For Hicky it was a huge order. He borrowed money for the project, hired staff, and added equipment. But unfortunately the order was given to him without the knowledge of the Governor General and Hicky found himself in trouble. He began to think of other ways to make money. He felt that he could be much more than a job printer; someone who could provide society with a useful service by printing a newspaper.
Hicky began posting notices all over the city promising to revolutionise news reporting in India. While Indians traditionally got their news from friends and contacts, Europeans had been reliant on newspapers which came from Europe and America, arriving on ships many months after they had been published. He promised his newspaper would act as a community bulletin board, where everyone could post and reply to advertisements. His proposal came at a perfect time as news was in great demand in Calcutta because of the ongoing wars in three continents which had disrupted trade.

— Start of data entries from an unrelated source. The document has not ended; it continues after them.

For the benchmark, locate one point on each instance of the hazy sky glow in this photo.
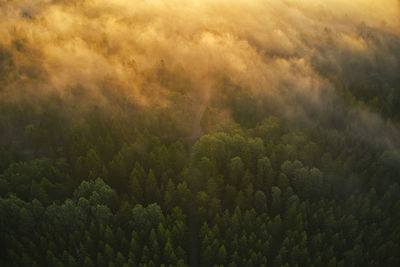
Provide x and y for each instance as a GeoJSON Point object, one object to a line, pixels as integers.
{"type": "Point", "coordinates": [265, 46]}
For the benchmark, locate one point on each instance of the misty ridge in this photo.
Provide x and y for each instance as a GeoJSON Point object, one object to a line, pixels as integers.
{"type": "Point", "coordinates": [298, 57]}
{"type": "Point", "coordinates": [199, 133]}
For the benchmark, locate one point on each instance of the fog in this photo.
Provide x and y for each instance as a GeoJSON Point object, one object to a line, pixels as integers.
{"type": "Point", "coordinates": [276, 49]}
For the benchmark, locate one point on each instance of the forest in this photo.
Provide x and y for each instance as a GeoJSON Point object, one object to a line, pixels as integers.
{"type": "Point", "coordinates": [199, 133]}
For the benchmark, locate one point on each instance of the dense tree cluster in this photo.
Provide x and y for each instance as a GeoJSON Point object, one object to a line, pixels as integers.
{"type": "Point", "coordinates": [103, 191]}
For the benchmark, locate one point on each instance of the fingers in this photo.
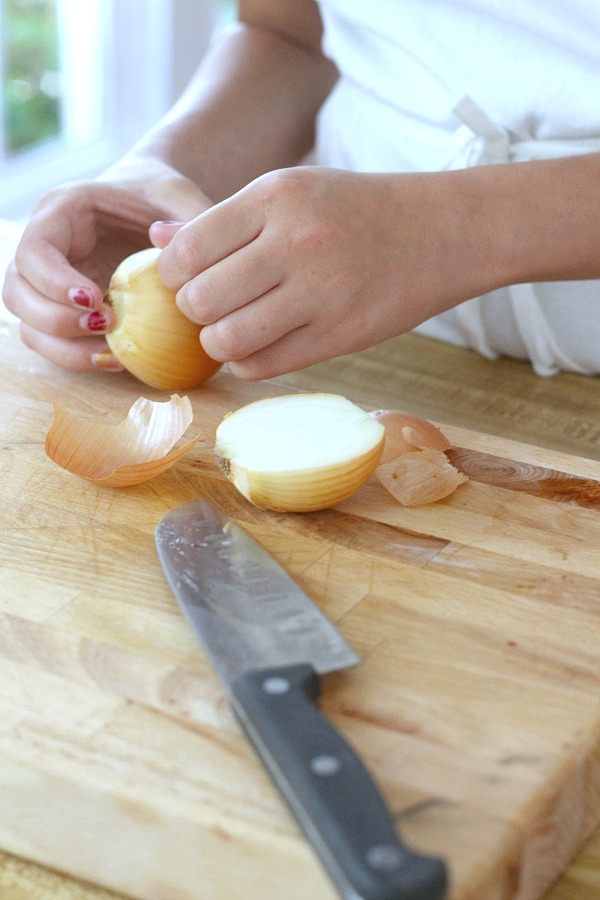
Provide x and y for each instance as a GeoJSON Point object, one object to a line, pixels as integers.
{"type": "Point", "coordinates": [56, 319]}
{"type": "Point", "coordinates": [253, 327]}
{"type": "Point", "coordinates": [161, 233]}
{"type": "Point", "coordinates": [81, 355]}
{"type": "Point", "coordinates": [295, 350]}
{"type": "Point", "coordinates": [233, 283]}
{"type": "Point", "coordinates": [210, 238]}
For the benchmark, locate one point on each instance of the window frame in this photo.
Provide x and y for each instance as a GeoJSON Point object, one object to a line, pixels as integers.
{"type": "Point", "coordinates": [148, 53]}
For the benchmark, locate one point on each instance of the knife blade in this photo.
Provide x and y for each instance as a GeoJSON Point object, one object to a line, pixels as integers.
{"type": "Point", "coordinates": [269, 643]}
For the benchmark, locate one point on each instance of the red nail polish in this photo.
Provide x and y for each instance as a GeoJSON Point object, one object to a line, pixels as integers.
{"type": "Point", "coordinates": [81, 297]}
{"type": "Point", "coordinates": [95, 321]}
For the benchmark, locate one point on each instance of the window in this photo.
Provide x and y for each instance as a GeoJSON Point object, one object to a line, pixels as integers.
{"type": "Point", "coordinates": [82, 79]}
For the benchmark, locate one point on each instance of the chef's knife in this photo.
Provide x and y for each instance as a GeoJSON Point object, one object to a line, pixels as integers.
{"type": "Point", "coordinates": [269, 643]}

Merchants needed to know which shipping routes were open and travelers needed to know when it was safe to sail. Hicky would provide this information. As the first journalist in India he would have a monopoly over news.
Hicky was, at the same time, aware of the dangers of printing a newspaper. In his early life in London’s printing industry he had seen journalists punished and jailed for what they published. He promised to avoid party politics and scandal that had doomed so many other journalists. In his proposal for his newspaper he promised “rigid adherence to Truth and Facts” and a commitment to not print anything that could “possibly convey the smallest offence to any single individual.”
Hicky’s Bengal Gazette, the first newspaper in Asia, came out on January 29, 1780. Hicky soon realised that his promise to stay away from politics would be harder to keep than it was to write.